As for the physical features of your geographical area that can affect temperatures – perhaps the most obvious one is the weather. If it’s an area that gets relatively low sunlight throughout the year, you can expect a rise in temperature to not be that extreme. The wind speeds and frequency also need to be taken into consideration here. Your pool being more exposed to faster winds can affect temperatures drastically.
Additionally, if landforms shade your pool, then that may influence temperature as well. About your pool itself – if the walls of the pool are darker, then they absorb higher amounts of light and make your pool warm. Pools that are situated in the ground instead of above the ground are also less liable to be exposed to cooling from either side.
Things To Consider When Choosing A Solar Pool Heater
Now that you know how effective solar pool heaters are, you may be thinking about investing in them yourself and seeing what the hype is about. Before doing that, however, consider the following things carefully and think about whether you have all of these requirements sorted before you go on to get your own solar pool heaters.
1. Do You Have Roof Space?
An extremely important part of getting solar pool heaters that many people forego is whether you have the optimum amount of roof space to allow for the installation of the solar heating panels. Roof space is crucial to consider when you’re installing solar heating panels – not only because the surface area might affect the productivity of the heating panels, but the collector may also be hampered.
You will also need to strongly consider the angling of the solar panels themselves and try to position them in a way that has the least amount of loss from the size of the roof. Make sure the aspect of the panels are such that they’re least affected by adverse weather conditions.
2. Comparing Solar Pool Heater Collector Efficiency
When it comes right down to it, there are a few different solar pool heater collectors, and it may be confusing to pick among them. Some solar pool heater collectors are naturally more equipped to heat your pool quickly and more efficiently with fewer energy requirements, so you need to look out for solar pool heater collectors that are:
Equipped with a polymer material that is more predisposed to conduct thermal energy or heat: while all collectors may be made out of similar polymer materials, some of them are more efficient in conducting heat directly to the pool water.
Equipped with higher turbulence due to their tubes’ shape: what turbulence essentially does for your pool water is heat water evenly and not just at one concentrated point. It is recommended to get turbulent collector flow rather than laminal flow.
Made out of material that is not too thick: but isn’t too thin either, or it can lose out on some much-needed durability for the solar pool collector. With thin material, heat can be more easily conducted into the water directly and quickly.
Equipped with slightly larger bore tubes: since ones that are small can decrease the amount of water flow that can otherwise happen in the solar pool heater collector system.
Ensured against lower degrees of wind permeating the collector: if the rate of wind affecting the collector is higher, then the overall system can suffer some losses in the form of heat production being missed out.
More on the flatter side than other solar pool heater collectors: having a flat-faced collector not only ensures that you have less roof space to worry about, but also you can save up on energy by minimizing any loss that you would’ve otherwise incurred with curved collectors.
3. Comparing Other Collector Design Aspects
If you’ve made sure that your collector is sufficiently efficient, then there are a few other factors that you need to keep in mind before coming to a decision about one.
Ensure that your solar collector is protected against external disturbances that can hamper its functioning.

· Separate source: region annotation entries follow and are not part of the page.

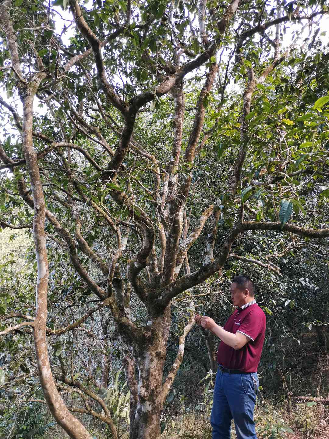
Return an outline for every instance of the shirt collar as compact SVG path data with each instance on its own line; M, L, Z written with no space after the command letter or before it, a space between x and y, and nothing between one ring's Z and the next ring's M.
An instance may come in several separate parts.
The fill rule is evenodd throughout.
M254 299L253 300L252 300L251 302L248 302L247 303L245 303L244 305L243 305L241 307L241 308L238 308L238 309L239 310L239 311L242 311L242 310L244 309L245 308L247 308L248 306L250 306L250 305L254 305L254 303L256 303L256 300L255 300L255 299Z

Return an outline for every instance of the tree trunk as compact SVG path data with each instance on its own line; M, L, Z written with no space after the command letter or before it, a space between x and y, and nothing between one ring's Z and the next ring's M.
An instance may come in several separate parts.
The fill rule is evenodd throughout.
M143 337L136 347L139 381L130 439L158 439L162 375L170 322L170 306L150 313Z

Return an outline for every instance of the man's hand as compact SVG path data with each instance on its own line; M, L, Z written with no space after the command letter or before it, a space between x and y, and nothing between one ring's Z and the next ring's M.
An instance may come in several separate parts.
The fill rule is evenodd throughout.
M203 328L210 331L212 331L217 326L211 317L207 317L206 316L199 316L198 314L196 314L194 320L198 325L201 325Z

There are many such things that can directly affect the thermal conductivity of your solar collector – and while you cannot remove these factors completely, you can invest in solar collectors that can withstand them all.
If you’re located in an area that gets frequent hail and frost, you can rest assured by getting a tougher polymer substance that is highly resistant to such externalities. You can also assure yourself against birds and rats by not getting a tube-type solar collector either.
You also need to sort out the logistics of your roof before you decide upon a solar collector system. As we’ve already talked about, roof space is often the deciding factor for when you’re getting a solar collector installed.
Make sure that your collector fits well and is attached to the roof in such a way that it doesn’t wear away with age or get damaged by strong winds. Additionally, once it’s in place, it should not look too out-of-place, so the overall visual effect will play quite a role here.
Make sure of the costs and maintenance requirements before investing. The collector system you decide to get should, over time, give you more returns than the initial costs, so pick accordingly.
Get a system with a higher warranty and as for maintenance, remember that your collector surface can get chalky over time and also occasionally leak. If you’re not much of a handyperson, you can attempt to get collector systems set up by yourself and do not require specialized help.
4. Comparing Solar Heating System Design Aspects
After considering the overall design functions of the collector, it is now time to talk about the components of the system itself. Make sure that you get one that is specialized according to your needs:
If you need to heat your pool during the winters as well, then you want to consider getting solar collectors that actually do so. Additionally, your system remaining frost-free is an important component that not all systems offer.
Your plumbing may affect your choice a lot. It comes at different levels of efficiencies and different costs, so it all comes down to your budget and your needs. That being said, it’s important to invest in a system that has a great pump that works noiselessly and seamlessly.
The controller’s quality also has to be kept in mind; however, if you’re going for a reputable solar collector, then you don’t have to worry too much about this one.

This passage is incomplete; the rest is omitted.